The time has come to put pen to paper. I will now commence my most ambitious (creative risk-taking) non-fiction writing so far. I must tell the story of something that happened in the lockdowns that has left me so shaken that I may never get over it.
Let’s just call him Brian to lighten the gravity. It sounds Pythonesque.
He was the Lord of the Manor of Lee.
To those of you who might read this who have either indulged me on this or even written on this yourself, I dedicate this to you, you know who you are.
One of the things I learned at Albion Millennium Green is to ask “are we thinking in days, weeks, years, decades, centuries or millennia?”
And that is how we must start this story.
I will now use a magic utterance to summon the spirits, thus:
You will click either the link in the post above and start your adventure there or you are reading this some time in the future when this is only the second post in a very long thread and have decided to keep reading this on the forum before you search.
In the second picture, on the hill of Honor Oak Road is some of the then recently built houses that we presume formed part of a development called by the new appellation ‘Forest Hill’.
It’s the sort of (bucolic) verbal imagery used by developers to sell newly built houses.
But we are above that sort of nonsense, aren’t we?
But not all nonsense is non-sense.
In one of those houses was later a school. And in that school was a pupil. And that pupil later had a son. And that son suggested to Agatha Christie that she call her play The Mousetrap after a subplot in Hamlet.
And on that hill just along at a location known to us as One Tree Hill are the limits of The Honour of Gloucester, a sort of feudal boundary that today we call the border between Southwark and Lewisham.
And in a dramatic flash forward, here is the geographical conclusion to the story, a tower in a disused graveyard where Belmont Hill meets Lee Terrace. It’s not that far from Brian’s moated manor house down Lee High Road. I used to pass this tower on a 75 bus on my way to Charlton House a very long time ago.
My school friend Lewis sent me the picture after I began telling him this story.
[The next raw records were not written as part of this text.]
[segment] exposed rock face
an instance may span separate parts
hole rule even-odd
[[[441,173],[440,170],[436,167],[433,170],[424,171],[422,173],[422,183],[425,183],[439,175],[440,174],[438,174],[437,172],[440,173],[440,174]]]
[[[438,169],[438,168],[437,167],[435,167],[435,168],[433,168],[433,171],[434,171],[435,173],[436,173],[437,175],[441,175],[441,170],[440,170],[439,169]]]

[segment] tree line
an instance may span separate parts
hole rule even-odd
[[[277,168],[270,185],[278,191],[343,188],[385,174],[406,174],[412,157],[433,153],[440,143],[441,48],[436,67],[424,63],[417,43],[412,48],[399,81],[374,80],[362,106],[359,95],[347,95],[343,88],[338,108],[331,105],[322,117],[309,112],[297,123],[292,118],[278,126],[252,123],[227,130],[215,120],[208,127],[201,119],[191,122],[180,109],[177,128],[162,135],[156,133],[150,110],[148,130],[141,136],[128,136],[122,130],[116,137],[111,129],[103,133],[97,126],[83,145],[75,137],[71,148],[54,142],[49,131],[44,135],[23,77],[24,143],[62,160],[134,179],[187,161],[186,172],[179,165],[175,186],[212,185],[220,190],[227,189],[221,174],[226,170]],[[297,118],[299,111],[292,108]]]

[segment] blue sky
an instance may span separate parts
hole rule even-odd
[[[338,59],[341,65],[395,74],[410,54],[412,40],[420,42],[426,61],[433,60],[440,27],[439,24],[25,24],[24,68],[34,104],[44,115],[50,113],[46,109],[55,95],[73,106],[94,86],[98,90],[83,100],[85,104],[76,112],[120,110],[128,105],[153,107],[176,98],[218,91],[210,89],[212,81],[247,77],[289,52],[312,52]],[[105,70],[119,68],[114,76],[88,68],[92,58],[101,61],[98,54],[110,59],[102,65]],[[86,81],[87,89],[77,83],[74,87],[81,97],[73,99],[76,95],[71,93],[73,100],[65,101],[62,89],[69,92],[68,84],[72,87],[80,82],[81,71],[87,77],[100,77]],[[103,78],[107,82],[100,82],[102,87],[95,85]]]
So why did I write the first few posts in a very unconventional manner?
There is one simple reason, I needed to present some form of chaos, just enough. That way I could relate the unease I experienced as I went through the research process. That way I could frame the fever dream.
I can’t deny I am drawn to artistic experiments, and I would love to indulge my creativity. I love the tension between real life stories and the reality that there is no one single way to tell that story in a definitive manner.
And this story stumped me, because the more I learned the harder it became to tell.
The fact is, I have only assembled known discoveries and then joined the dots. But the effect has been ground shaking and the only way I can hold on is to go through this with you.
Brian Annesley may have had a large portfolio of lands (Forest Place being a farmstead in Brockley, just one of many such ‘holdings’) and lived in a moated manor house in Lee, but worldly riches notwithstanding, as the last years approached he became impaired of mind. He had three daughters and two sons-in-law eager to know what would soon happen to his estate.
I had actually heard of this some time before in the context of Shakespeare studies (minus the locations and details) and so that in itself did not register. Secondly I had also by coincidence been on a walk with Quaggy Waterways Action Group and the blogger Running Past where we saw the approximate site of Brian’s moat by Lee High Road. And once again, nothing spectacular registered in my mind that day as I don’t recall our guides mentioning Shakespeare, after all I’m sure I would have reacted with surprise at the time if they had. I had not the overlapping pieces of information to put the two stories together.
So everything had been set up ready to go off (in my mind at least) if those two facts should collide. And sure enough at the Lewisham Local History Society it was mentioned in a passing comment, that a site most likely opposite The Brockley Jack Pub could have been Forest Place (whatever that meant) and that it could have been connected to King Lear.
Something in my memory was triggered, but the moat in Lee hadn’t been mentioned so I hadn’t sat down and put all the facts together. But I left it for some reason. However on another visit to LLHS the subject was mentioned in passing again and this time I knew I had to get the bottom of this.